Cleaned up and using brand new optical machines since 2008, the department has been humming. That is until this week, when Miami-Dade rolled out it’s new budget.
The elections department lost 15 percent of it’s income which means less poll workers, less training for employees, and those sample ballots that arrived in your mailbox just before election day will now only appear in the paper.
“The problem with getting the sample ballot only from the newspaper is not everyone gets the newspaper.” Lida Rodriguez-Taseff of Miami-Dade Election Reform Coalition responded when she heard the news.
Roughly 12% of Miami-Dade residents get the Miami Herald or El Nuevo Herald, according to numbers provided by the newspaper.

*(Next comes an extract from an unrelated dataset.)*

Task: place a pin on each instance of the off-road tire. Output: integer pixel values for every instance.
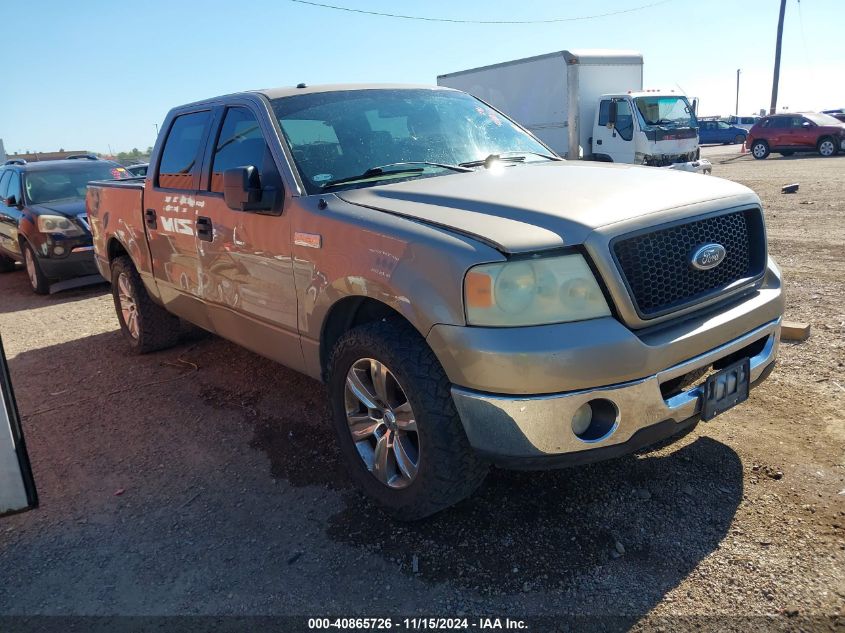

The number is disappointing to Rodriguez-Taseff.
“Some of these measures will have the greatest impact on the people who most deserve representation which is poor people, the elderly, people who are dependent on social services.” she said.
Not everyone agrees though. “If you are going to cut I’d rather you start with the sample ballot than cut poll workers or less training.” University of Miami Political Science professor Chris Mann told CBS4.
He thinks a lack of poll workers will have even more impact.
“That’s going to be where voters experience it. Poll workers who are not well trained make mistakes.”
The mistakes could affect results in a close race. So what is the solution in tough economic times? Some are suggesting fewer elections.
Rodriguez explained “If cities and municipalities combine elections then we don’t have to be running 20 elections. And in fact I did the numbers a year or two ago and it was like 46 elections in one year. That’s insane.”
One could argue though that the budget cuts are needed.
In 10 years, the population of Miami-Dade county has grown roughly 10% while the elections budget has nearly quadrupled from $7 million to $26 million.